Headline: "Researchers discover nefarious 'e-mail' application leaking your data ... on the INTERNET!"

Growing trend... (1)

thestudio_bob (894258) | more than 2 years ago | (#33750556)

Personally, I think this is going to be a larger issue as time goes on. Right now, it's more of an annoyance with advertisers and marketing companies, but who's to say that in the near future some other companies don't start providing apps that track users for other reasons.

Could you imagine a company that provides location data for your ex-spouse, or perhaps girlfriend or boyfriend, or even your children? I know this is kind of tin-foil hat paranoia, but I think the recent problems with things like the Google Buzz fiasco, here [slashdot.org] , here [slashdot.org] and here [slashdot.org] , show that good intentions can sometimes have bad consequence.

Weather it be Google, Apple, MS or whomever, they need to enforce policies and procedures that to ensure that their user's personal data is protected. Yeah, its a walled garden, but I think its a neccessary walled garden. I don't mind companies using my location data, but only if I know of it and have approved of it.

Re:Growing trend... (0)

Anonymous Coward | more than 2 years ago | (#33750874)

What's paranoid about it? There's a clear monetary incentive and the functionality already exists.

The insane part is the idea, not your apprehensiveness about it.

To take the concept to its logical extreme... We now live in a world where creating a dystopia is not a technological hurdle but a social one.

"If this idea fills you with a deep, religious terror, don't worry. It means only that you are still sane."

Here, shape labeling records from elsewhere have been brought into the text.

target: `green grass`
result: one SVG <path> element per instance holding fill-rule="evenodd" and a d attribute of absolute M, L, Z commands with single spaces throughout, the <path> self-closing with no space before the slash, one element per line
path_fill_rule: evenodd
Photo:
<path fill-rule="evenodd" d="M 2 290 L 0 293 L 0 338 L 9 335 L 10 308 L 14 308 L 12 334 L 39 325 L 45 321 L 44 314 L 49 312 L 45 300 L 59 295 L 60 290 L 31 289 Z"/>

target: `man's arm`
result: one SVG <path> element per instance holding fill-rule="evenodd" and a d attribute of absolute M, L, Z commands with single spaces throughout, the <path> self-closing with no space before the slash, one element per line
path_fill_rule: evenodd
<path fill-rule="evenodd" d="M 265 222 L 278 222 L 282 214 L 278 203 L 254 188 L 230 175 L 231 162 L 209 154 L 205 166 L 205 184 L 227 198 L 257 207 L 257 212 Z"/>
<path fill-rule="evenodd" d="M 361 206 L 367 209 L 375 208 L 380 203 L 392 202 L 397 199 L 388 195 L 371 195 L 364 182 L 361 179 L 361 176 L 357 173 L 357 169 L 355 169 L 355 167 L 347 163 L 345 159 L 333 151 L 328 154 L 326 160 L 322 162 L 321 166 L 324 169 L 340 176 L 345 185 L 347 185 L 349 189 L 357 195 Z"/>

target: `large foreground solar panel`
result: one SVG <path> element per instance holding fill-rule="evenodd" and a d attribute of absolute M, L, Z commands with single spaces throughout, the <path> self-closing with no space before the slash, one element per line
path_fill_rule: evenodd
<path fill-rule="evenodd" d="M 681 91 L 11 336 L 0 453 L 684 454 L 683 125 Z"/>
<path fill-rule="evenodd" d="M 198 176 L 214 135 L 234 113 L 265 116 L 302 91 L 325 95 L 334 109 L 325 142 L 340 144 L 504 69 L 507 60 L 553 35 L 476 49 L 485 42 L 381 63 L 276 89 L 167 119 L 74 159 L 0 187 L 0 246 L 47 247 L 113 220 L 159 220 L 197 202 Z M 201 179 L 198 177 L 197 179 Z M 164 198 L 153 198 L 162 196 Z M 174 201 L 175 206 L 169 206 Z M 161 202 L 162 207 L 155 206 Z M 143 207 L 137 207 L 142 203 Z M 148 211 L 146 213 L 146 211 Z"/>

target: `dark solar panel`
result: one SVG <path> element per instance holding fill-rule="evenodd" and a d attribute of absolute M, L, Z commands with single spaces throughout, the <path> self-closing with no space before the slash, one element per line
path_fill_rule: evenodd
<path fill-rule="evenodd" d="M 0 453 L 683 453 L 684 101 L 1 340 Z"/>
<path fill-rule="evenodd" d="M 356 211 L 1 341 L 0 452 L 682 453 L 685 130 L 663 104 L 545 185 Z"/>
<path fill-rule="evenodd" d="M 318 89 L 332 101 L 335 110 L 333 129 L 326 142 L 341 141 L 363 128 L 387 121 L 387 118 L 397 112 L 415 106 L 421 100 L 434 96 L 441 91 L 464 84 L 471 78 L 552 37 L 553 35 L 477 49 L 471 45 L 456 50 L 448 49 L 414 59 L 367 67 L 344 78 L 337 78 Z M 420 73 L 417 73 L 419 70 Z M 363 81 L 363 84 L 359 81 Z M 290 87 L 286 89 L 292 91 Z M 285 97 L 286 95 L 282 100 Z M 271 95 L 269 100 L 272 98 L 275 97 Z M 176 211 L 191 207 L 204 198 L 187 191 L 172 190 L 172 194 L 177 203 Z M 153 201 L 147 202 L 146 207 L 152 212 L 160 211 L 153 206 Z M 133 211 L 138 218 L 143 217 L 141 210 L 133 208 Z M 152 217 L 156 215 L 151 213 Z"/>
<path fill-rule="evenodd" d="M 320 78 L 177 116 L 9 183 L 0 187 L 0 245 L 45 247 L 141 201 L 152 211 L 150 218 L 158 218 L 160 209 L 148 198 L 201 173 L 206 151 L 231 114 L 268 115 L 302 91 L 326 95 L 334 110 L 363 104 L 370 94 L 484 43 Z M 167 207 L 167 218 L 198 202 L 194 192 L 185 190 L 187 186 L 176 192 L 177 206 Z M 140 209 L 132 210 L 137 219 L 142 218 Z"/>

Am I the only one who giggled... (1)

gimmebeer (1648629) | more than 2 years ago | (#33750596)

...at the application named 'taintDroid'? I must be really bored today.

It's not 'leaking', it's 'sending' (1)

mveloso (325617) | more than 2 years ago | (#33750840)

The apps aren't leaking information. Leaking implies the information is being sent accidentally.

The apps are taking the information and sending it to whomever intentionally.